Prosecutions are not a likely course for a new US administration. But there are steps that should be taken to confront the horrors our government has perpetrated. At a minimum we must lift the cloak of secrecy from what was done and from some still-classified legal opinions that purported to legitimize these acts.

Somehow this country has to reassert its historic repugnance at the use of torture. And that may not be easy. A recent poll showed that Americans’ support for the torture of alleged terrorists has risen from 36 percent of those asked in 2006 to 44 percent this year. We were shocked by the Abu Ghraib photographs. Since then a good many of us have become desensitized to the use of torture.

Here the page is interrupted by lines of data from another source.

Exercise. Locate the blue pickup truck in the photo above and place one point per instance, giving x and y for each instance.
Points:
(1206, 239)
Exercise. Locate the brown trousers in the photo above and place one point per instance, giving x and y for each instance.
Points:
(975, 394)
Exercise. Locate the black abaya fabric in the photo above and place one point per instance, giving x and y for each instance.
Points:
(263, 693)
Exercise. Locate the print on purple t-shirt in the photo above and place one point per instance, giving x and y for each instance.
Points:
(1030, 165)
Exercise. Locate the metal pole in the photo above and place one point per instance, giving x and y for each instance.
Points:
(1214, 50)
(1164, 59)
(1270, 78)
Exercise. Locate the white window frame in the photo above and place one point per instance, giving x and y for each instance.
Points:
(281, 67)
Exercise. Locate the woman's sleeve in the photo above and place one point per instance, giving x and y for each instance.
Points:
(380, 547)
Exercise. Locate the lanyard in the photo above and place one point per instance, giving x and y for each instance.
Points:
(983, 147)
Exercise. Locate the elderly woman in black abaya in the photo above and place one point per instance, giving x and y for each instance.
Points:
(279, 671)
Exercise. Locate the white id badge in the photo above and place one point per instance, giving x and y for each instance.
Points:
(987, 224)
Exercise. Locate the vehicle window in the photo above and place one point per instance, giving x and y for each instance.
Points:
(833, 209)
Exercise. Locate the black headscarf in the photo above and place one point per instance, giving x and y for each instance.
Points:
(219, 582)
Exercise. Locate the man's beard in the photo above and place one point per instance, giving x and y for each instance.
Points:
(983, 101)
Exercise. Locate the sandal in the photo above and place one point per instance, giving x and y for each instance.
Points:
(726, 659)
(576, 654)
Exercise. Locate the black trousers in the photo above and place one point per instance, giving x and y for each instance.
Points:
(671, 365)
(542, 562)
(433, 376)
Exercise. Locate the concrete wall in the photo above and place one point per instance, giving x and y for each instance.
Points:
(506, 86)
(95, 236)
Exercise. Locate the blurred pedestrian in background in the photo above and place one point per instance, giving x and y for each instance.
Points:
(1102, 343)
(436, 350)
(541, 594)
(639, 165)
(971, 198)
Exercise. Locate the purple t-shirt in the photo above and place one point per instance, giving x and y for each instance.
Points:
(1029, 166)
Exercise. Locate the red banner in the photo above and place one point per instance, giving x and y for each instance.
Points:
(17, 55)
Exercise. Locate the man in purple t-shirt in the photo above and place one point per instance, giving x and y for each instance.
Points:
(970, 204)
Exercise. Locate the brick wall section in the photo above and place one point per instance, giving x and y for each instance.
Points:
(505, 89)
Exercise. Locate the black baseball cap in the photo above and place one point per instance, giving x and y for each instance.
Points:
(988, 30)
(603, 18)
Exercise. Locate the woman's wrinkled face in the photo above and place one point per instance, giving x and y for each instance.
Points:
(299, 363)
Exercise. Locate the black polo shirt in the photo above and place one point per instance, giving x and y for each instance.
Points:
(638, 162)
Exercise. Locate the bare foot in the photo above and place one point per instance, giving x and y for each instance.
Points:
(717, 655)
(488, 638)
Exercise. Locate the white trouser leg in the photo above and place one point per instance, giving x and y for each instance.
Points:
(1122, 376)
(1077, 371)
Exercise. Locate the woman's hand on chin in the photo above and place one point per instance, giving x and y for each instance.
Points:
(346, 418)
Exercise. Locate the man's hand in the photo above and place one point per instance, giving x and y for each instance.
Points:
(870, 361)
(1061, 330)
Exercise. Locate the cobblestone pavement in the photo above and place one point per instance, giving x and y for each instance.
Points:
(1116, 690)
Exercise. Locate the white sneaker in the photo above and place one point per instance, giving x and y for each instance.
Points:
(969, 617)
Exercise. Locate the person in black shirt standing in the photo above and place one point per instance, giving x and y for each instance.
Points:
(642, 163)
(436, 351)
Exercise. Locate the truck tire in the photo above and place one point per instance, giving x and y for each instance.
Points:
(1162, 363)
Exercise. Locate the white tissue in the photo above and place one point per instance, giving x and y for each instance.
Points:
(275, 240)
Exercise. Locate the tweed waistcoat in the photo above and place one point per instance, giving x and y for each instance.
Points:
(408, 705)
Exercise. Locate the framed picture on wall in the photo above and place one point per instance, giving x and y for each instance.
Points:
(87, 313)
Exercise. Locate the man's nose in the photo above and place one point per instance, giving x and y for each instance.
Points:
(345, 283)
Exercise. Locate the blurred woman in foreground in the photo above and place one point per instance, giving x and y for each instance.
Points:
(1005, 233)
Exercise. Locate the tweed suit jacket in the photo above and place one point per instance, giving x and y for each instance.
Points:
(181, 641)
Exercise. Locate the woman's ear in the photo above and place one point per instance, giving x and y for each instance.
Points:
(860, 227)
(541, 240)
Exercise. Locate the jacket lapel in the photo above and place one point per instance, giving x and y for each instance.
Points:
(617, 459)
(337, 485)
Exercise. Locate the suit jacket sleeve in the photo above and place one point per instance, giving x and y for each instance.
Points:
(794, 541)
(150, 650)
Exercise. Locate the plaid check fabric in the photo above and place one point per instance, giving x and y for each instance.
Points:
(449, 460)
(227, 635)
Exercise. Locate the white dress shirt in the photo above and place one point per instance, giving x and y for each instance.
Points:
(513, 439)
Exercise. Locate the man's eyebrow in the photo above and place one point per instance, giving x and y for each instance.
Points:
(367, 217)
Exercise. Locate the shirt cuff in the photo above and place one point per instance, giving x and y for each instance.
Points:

President Bush and his top officials have evidently succeeded in persuading many with their contention that “enhanced interrogation techniques,” as they call torture, produce valuable information. The evidence asserted for this contention is weak; Senator Jay Rockefeller, drawing on his experience as chairman of the Senate Intelligence Committee, has said:

I have heard nothing to suggest that information obtained from enhanced interrogation techniques has prevented an immi nent terrorist attack. And I have heard nothing that makes me think the information obtained from these techniques could not have been obtained through traditional interrogation methods used by military and law enforcement interrogators.

But in any event the cost of the policy to America’s reputation—and its national security—has been enormous. It has aroused much of the Muslim world to hatred of the United States. And it has sapped the belief of many Americans in the righteousness of their country.

In the end the cure, if there is to be one, will have to come from leaders who reassert the primary place of law in the American character: from a president who does not seek unrestrained power, from an attorney general and other officials who respect the law. It is not too late to return to a government of laws, not men.